Ik ben het eens met de opmerking van dr. Feltkamp dat „bij het praten het vooral de kleine druppels zijn; bij hoesten komen er ook grotere druppels vrij.” Het trillen van de stembanden bij het uitademen tijdens het spreken en vooral tijdens het zingen is voldoende krachtig om kleine deeltjes of virusclusters los te maken van de ondergrond en zo aerosolen te vormen. Bij mijn experimenten gebruikte ik wel eens een ”ultrasone fluit” om aerosolen te genereren.

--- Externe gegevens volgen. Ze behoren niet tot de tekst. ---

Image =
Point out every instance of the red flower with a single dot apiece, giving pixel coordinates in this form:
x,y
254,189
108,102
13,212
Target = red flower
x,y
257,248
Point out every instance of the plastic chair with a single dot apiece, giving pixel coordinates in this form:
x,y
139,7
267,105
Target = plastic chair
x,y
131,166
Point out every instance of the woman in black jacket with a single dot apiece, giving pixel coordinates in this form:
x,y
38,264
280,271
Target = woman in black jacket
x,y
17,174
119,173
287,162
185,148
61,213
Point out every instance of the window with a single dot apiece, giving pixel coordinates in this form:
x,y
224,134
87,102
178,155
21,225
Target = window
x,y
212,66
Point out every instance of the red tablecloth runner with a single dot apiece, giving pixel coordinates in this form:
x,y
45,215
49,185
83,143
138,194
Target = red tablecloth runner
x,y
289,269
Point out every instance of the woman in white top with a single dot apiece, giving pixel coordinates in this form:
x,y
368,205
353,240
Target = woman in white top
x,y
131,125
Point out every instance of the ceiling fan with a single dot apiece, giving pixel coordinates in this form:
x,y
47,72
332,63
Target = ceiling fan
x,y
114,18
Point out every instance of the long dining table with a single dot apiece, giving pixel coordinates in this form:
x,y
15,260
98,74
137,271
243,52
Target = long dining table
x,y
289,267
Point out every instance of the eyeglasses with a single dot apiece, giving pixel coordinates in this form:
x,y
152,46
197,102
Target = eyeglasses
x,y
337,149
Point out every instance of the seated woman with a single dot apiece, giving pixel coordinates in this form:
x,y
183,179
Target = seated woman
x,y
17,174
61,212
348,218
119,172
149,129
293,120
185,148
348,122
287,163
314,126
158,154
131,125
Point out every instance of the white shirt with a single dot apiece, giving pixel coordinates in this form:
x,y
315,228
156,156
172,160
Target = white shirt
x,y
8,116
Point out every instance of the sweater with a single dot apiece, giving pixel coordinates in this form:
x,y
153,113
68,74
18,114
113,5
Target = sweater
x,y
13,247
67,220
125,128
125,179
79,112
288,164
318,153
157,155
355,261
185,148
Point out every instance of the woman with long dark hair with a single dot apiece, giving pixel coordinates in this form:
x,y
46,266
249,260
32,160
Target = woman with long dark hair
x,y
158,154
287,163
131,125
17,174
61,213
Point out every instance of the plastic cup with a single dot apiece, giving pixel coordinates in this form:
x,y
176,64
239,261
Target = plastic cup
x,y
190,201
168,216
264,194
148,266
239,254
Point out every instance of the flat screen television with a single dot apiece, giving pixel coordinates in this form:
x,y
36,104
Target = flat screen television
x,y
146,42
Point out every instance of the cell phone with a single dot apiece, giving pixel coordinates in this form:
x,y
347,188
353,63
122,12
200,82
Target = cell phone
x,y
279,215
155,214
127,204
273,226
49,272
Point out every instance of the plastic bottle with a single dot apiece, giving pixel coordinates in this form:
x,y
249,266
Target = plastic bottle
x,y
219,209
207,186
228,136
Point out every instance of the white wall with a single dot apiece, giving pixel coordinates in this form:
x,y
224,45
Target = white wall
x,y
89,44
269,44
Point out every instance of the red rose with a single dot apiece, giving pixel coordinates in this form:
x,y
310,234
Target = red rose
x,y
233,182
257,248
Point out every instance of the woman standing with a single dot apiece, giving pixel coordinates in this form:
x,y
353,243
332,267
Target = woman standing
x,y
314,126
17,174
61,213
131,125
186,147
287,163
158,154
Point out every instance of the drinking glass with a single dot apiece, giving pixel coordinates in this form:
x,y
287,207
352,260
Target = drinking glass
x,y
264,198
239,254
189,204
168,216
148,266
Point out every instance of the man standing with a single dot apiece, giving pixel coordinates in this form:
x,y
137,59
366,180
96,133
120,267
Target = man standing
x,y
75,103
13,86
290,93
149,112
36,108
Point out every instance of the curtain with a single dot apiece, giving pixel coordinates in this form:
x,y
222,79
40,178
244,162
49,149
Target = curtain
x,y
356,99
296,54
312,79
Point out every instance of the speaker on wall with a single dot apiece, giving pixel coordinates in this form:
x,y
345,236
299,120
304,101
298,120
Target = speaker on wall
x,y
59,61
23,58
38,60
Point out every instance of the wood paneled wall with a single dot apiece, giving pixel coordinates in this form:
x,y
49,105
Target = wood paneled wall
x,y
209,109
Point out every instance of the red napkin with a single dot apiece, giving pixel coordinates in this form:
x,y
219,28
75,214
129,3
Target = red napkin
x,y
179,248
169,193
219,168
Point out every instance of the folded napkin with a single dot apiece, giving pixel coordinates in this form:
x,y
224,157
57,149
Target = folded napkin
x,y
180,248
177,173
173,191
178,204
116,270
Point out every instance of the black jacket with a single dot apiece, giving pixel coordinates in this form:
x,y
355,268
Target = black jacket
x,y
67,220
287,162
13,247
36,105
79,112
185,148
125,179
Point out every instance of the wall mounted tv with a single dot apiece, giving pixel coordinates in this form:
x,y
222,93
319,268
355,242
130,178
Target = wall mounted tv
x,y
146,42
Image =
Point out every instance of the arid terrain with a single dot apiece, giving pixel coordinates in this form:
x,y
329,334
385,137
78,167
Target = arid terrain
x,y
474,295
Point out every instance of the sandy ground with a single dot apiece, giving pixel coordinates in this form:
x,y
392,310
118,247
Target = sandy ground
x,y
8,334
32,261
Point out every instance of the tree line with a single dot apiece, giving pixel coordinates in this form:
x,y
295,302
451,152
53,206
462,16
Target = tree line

Het RIVM gebruikt in het artikel het volgende argument tegen de rol van aerosolen bij coronabesmettingen: „dan zouden de hygiënemaatregelen in ziekenhuizen –denk aan het gebruik van mondkapjes en handschoenen– niet werken. Dat is gelukkig niet aan de orde.” Deze redenering begrijp ik niet. De recirculatie in ziekenhuizen van de geventileerde lucht via zeer efficiënte HEPA-filters is afdoende tegen besmetting door coronavirusaerosolen, zeker in combinatie met medische FFP2-maskers (het gemiddelde rendement is 45 procent, en dat neemt toe tijdens het gebruik).
Krachtig verzet
Ik vrees dat het RIVM de „1,5 meter” als dé maatregel tegen verspreiding, al vanaf het eerste begin van de crisis, moeilijk meer los kan laten. Daarom blijft het zich nogal krampachtig verzetten tegen een grote rol van aerosolen bij de besmetting, ondanks de aanwezige wetenschappelijke kennis over de vorming en het aerodynamisch gedrag van aerosolen. Op grond van deze kennis is 1,5 meter afstand houden volstrekt onvoldoende.
De auteur, gepensioneerd, was voorheen Wetenschappelijk Directeur ECN, Petten (NH).